Asynchronous consultations have a greater potential to lessen consultation time with a physician, than in-person consultations. Healthcare service providers would attain improved productivity of their clinicians by setting up telehealth services.
The results of this survey will help policymakers in South Korea to evaluate certain aspects of telemedicine that make it a vital tool for caring for patient undergoing palliative treatment or for management of chronic disorders during the pandemic by reducing hospital visitation, and its limitation. This could provide a basis for a more reasoned approach to lifting the restrictions on telemedicine in a post-COVID-19 healthcare system in South Korea.
Implications for Research
A number of opportunities for future research are identified. More studies should be undertaken to analyse the economic benefits of telehealth to conclusively demonstrate whether cost savings provides sufficient motivation for setting up telehealth services. For instance, while the usage of telehealth to undertake triage referrals in wound care, dermatology, ophthalmology, and otolaryngology have been shown to effectively cut needless outpatient appointments with patients, there appears to be a dearth of research in this area.

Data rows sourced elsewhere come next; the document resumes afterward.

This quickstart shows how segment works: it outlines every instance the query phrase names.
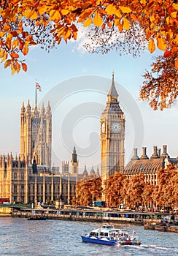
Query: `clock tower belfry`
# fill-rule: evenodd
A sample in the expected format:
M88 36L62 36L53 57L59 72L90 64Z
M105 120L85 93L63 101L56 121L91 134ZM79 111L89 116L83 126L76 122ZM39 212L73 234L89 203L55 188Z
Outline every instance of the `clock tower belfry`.
M123 170L125 122L113 72L107 106L101 117L101 169L103 183L108 176Z

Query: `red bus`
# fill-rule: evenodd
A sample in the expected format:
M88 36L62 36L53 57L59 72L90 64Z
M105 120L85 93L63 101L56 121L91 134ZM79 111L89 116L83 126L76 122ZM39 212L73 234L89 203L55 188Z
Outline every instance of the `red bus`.
M0 203L10 203L9 198L0 198Z

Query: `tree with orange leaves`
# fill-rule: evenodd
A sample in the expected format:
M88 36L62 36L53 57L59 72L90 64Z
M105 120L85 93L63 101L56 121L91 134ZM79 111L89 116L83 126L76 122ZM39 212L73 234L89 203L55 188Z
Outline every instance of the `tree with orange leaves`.
M0 58L12 75L26 71L24 56L31 46L49 50L62 39L76 39L77 24L82 23L89 34L99 35L93 40L98 39L101 51L121 48L136 56L147 45L150 53L164 53L153 64L155 77L147 72L141 89L142 99L163 110L177 96L177 10L173 0L1 0Z

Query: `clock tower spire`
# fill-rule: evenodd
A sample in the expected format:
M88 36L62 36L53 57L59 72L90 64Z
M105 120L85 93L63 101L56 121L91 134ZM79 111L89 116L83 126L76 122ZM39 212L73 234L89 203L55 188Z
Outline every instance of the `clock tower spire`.
M120 107L114 72L101 117L101 162L103 186L109 176L124 167L125 116ZM103 198L105 200L104 198Z

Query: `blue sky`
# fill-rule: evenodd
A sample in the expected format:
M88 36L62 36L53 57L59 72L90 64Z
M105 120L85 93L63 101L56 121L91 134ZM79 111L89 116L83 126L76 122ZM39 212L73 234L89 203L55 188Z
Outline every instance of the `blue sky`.
M139 155L142 146L147 146L150 157L153 146L162 149L163 145L167 144L169 155L177 157L177 103L163 112L154 111L147 102L139 99L142 75L150 69L152 55L147 51L142 57L134 59L131 56L120 57L116 51L91 54L78 46L77 42L61 43L50 53L34 47L26 59L26 73L22 71L12 76L10 69L4 69L1 64L0 154L12 151L15 156L20 152L20 108L22 102L26 105L28 99L34 106L36 78L42 89L38 92L38 103L44 101L46 106L48 95L50 101L55 99L55 104L52 102L54 165L61 167L61 161L70 160L72 144L80 154L82 168L85 164L88 170L92 165L99 165L99 118L114 69L126 118L125 163L131 157L134 146L139 147ZM122 95L126 98L128 95L128 101L122 99ZM135 111L131 111L132 104ZM137 122L137 116L142 118L140 122Z

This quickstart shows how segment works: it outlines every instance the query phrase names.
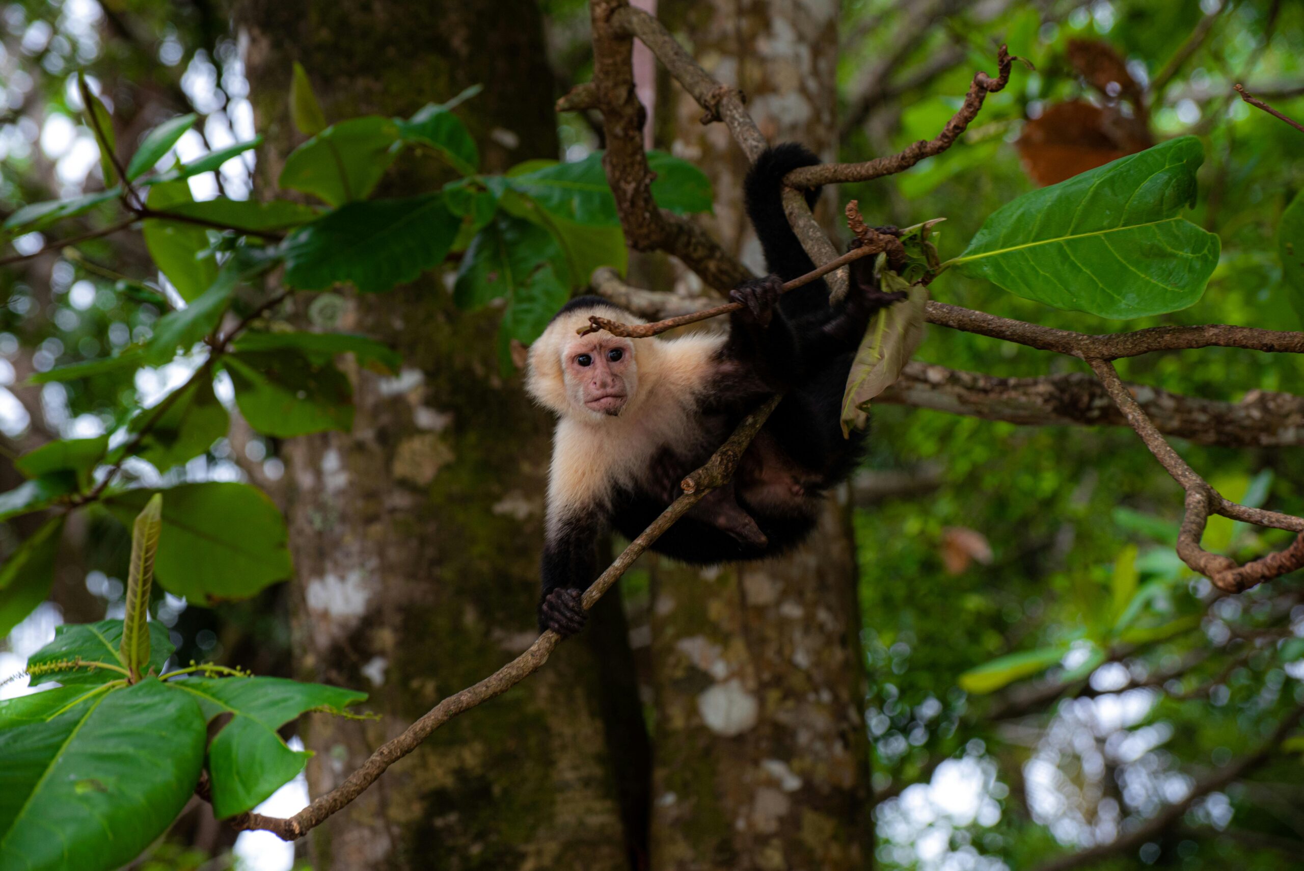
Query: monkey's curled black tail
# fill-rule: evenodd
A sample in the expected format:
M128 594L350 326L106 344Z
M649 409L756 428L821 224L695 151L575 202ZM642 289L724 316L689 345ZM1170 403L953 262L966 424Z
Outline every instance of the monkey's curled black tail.
M810 149L798 142L784 142L765 149L747 172L743 183L743 198L747 216L756 228L756 237L765 252L765 269L785 282L815 269L806 249L802 248L788 215L784 214L782 183L793 170L812 167L820 162ZM806 192L806 202L811 207L819 199L820 189ZM789 317L799 316L815 305L828 304L828 287L823 280L784 295L782 308Z

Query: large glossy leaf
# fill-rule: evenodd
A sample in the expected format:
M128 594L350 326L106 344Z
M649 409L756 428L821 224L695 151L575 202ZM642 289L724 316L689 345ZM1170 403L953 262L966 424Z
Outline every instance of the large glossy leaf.
M289 153L280 186L333 206L365 199L394 163L398 141L394 119L368 115L333 124Z
M145 344L145 361L162 365L176 356L177 348L188 352L203 336L213 332L231 304L237 274L227 265L216 280L184 309L168 312L154 325L154 335Z
M562 258L557 261L558 276L571 289L588 284L593 270L600 266L610 266L622 275L629 267L630 249L625 244L625 232L618 226L576 224L542 209L533 199L515 190L507 190L502 196L502 207L518 218L548 228L562 252ZM565 269L562 269L563 266Z
M185 181L156 184L150 188L146 199L150 209L159 211L188 202L194 202L194 197ZM181 299L186 303L196 300L213 286L218 265L211 256L200 257L200 252L209 248L209 233L203 227L151 218L145 222L142 232L154 265L167 275Z
M7 636L50 596L64 519L57 516L46 520L0 566L0 638Z
M95 145L99 147L99 173L104 180L104 186L115 184L117 170L113 167L113 150L117 147L117 137L113 136L113 119L108 116L108 110L98 96L90 93L86 85L86 76L77 73L77 90L81 94L86 115L86 126L95 133Z
M291 438L353 426L353 387L322 355L240 351L227 355L223 365L240 413L259 433Z
M163 155L168 153L176 141L190 129L194 124L194 119L200 117L193 112L189 115L179 115L177 117L168 119L163 121L156 128L145 134L145 140L141 142L141 147L136 149L136 154L126 163L126 180L136 181L142 175L154 168L154 164L163 159Z
M150 658L143 672L160 674L167 657L176 652L168 638L167 626L158 621L149 623ZM31 655L27 670L31 672L31 686L57 681L64 686L96 686L126 677L121 670L96 669L82 662L103 662L119 669L126 669L120 648L123 647L123 621L103 619L98 623L64 623L55 627L55 640ZM38 668L40 666L40 668Z
M0 867L130 862L190 799L203 741L193 696L154 679L0 731Z
M649 151L648 164L657 173L652 197L659 206L679 214L711 211L711 183L700 170L664 151ZM554 215L576 224L621 226L601 151L572 163L509 173L509 184Z
M548 263L565 265L557 239L540 224L499 211L462 258L452 299L463 309L475 309L497 299L506 299L509 305L518 297L532 295L552 295L556 299L558 293L565 293L565 287L556 289L556 270L550 271L550 283L536 284ZM566 301L566 296L559 299L557 306Z
M108 436L64 438L27 451L13 464L27 477L40 477L60 469L86 473L103 459L107 449Z
M1282 258L1286 299L1304 329L1304 193L1295 194L1277 227L1277 254Z
M1184 219L1200 140L1181 137L1033 190L987 218L951 261L1018 296L1107 318L1194 304L1218 237Z
M995 692L1007 683L1048 669L1063 660L1065 653L1068 653L1068 647L1042 647L1035 651L999 656L961 674L960 688L975 694Z
M104 505L130 524L153 494L128 490ZM154 578L164 589L206 605L246 598L289 574L286 522L258 488L207 481L163 490Z
M163 497L155 493L132 524L132 561L126 572L126 613L123 614L123 640L119 658L138 681L150 664L150 587L154 583L154 555L163 532Z
M884 273L883 289L895 293L905 291L908 297L880 309L871 319L861 339L861 347L852 361L842 392L842 437L852 429L865 429L870 422L868 407L884 390L901 377L915 348L923 342L923 310L928 303L928 288L909 284L895 273Z
M160 472L209 450L231 424L226 407L213 392L211 378L198 378L179 390L175 399L164 398L128 424L132 433L147 428L132 452Z
M387 291L438 266L460 223L438 193L352 202L286 241L286 280L306 291L338 282Z
M308 70L297 60L289 80L289 120L304 136L317 136L326 129L326 113L317 102L313 85L308 81Z
M475 175L479 168L480 153L467 125L438 103L429 103L411 120L399 119L398 125L407 142L434 149L460 175Z
M403 356L394 348L356 332L244 332L232 344L235 351L280 351L289 348L308 356L333 357L352 353L364 366L398 373Z
M305 711L342 711L366 699L365 692L284 678L188 678L175 686L193 694L210 720L233 715L209 745L218 819L253 808L304 769L310 754L287 747L276 729Z
M316 209L287 199L261 202L258 199L216 197L202 202L179 202L170 206L167 211L168 214L226 224L236 232L250 231L252 235L257 235L259 229L279 231L299 227L317 218Z
M77 476L67 469L23 481L12 490L0 493L0 520L48 509L59 497L77 490Z
M21 695L17 699L5 699L0 701L0 729L23 726L29 722L46 722L70 709L80 700L89 700L95 692L102 692L102 690L83 686L51 687L40 692Z
M498 362L511 372L510 342L531 343L542 334L570 291L557 273L565 256L556 237L541 226L505 211L476 236L467 249L454 300L462 308L477 308L506 299L498 331Z
M44 229L56 220L82 215L100 203L117 199L121 193L121 188L110 188L108 190L98 190L82 197L73 197L72 199L47 199L44 202L34 202L9 215L4 222L4 228L22 229L23 232Z

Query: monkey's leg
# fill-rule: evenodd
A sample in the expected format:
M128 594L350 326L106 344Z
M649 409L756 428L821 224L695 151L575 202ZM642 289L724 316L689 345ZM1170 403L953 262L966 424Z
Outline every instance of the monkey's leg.
M686 516L708 523L745 545L764 548L769 544L752 516L738 505L732 481L708 493Z

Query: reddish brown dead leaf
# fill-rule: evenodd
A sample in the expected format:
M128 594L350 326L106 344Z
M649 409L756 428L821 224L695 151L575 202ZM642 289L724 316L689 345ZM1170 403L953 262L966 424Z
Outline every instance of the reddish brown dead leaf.
M1086 83L1110 99L1124 99L1141 108L1142 91L1128 72L1128 64L1114 46L1099 39L1069 39L1068 63Z
M991 565L987 536L969 527L947 527L941 531L941 565L947 574L958 575L974 561Z
M1039 185L1072 179L1150 145L1141 121L1082 100L1050 106L1024 124L1016 146L1024 171Z

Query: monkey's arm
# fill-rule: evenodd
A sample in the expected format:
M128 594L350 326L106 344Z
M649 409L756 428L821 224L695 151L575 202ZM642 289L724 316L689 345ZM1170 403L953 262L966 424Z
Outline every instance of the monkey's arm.
M726 389L742 400L788 387L801 368L801 347L778 309L784 283L777 275L743 282L729 292L742 309L729 316L729 340L721 357Z
M539 628L563 638L584 627L580 596L597 572L597 537L605 525L593 512L572 512L549 522L540 565Z

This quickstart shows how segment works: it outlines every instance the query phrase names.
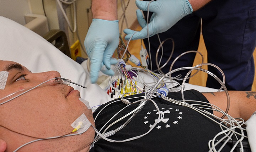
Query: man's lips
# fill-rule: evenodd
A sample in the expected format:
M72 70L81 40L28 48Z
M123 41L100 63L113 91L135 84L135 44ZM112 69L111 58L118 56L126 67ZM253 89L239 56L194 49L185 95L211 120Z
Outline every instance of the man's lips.
M67 95L66 96L66 97L70 94L71 94L71 92L73 91L74 91L74 88L71 87L69 87L68 89L68 93L67 93Z

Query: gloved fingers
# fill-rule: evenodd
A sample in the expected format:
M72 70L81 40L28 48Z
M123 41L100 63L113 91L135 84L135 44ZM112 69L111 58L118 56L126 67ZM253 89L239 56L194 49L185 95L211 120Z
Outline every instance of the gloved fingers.
M103 59L103 64L106 65L106 67L109 69L111 67L111 61L112 56L118 46L118 40L116 42L113 41L111 42L111 43L107 46L104 53L104 58Z
M140 31L138 32L128 29L125 29L124 30L124 32L125 33L127 34L124 37L124 39L126 40L128 40L132 36L131 39L132 40L144 39L147 38L148 27L149 29L149 37L151 37L155 34L156 34L154 33L153 31L154 28L151 27L152 27L152 23L149 23L148 24L148 26L145 26L144 28L142 28ZM134 33L135 32L136 32L136 33Z
M146 25L146 21L145 19L144 18L144 16L140 10L136 10L136 15L137 15L137 19L138 20L138 22L139 22L139 23L140 25L140 26L143 28Z
M91 81L93 83L95 83L98 79L98 72L103 65L102 61L103 59L104 49L99 48L94 48L90 54L90 58L91 60Z
M140 1L139 0L136 0L135 1L135 3L138 8L140 10L145 11L148 11L148 11L150 12L155 12L156 11L159 11L161 10L159 8L159 5L156 5L158 2L158 1Z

Telemedicine is beneficial both the clinicians and patients. Still, an economic analysis of telemonitoring does not convincingly indicate cost savings. While there are studies that have reported considerable cost savings, there are some that reported very minimal savings. Research on its financial benefit for both the clinicians and patients is not necessarily conclusive. Future longitudinal researches should consider closing this research gap.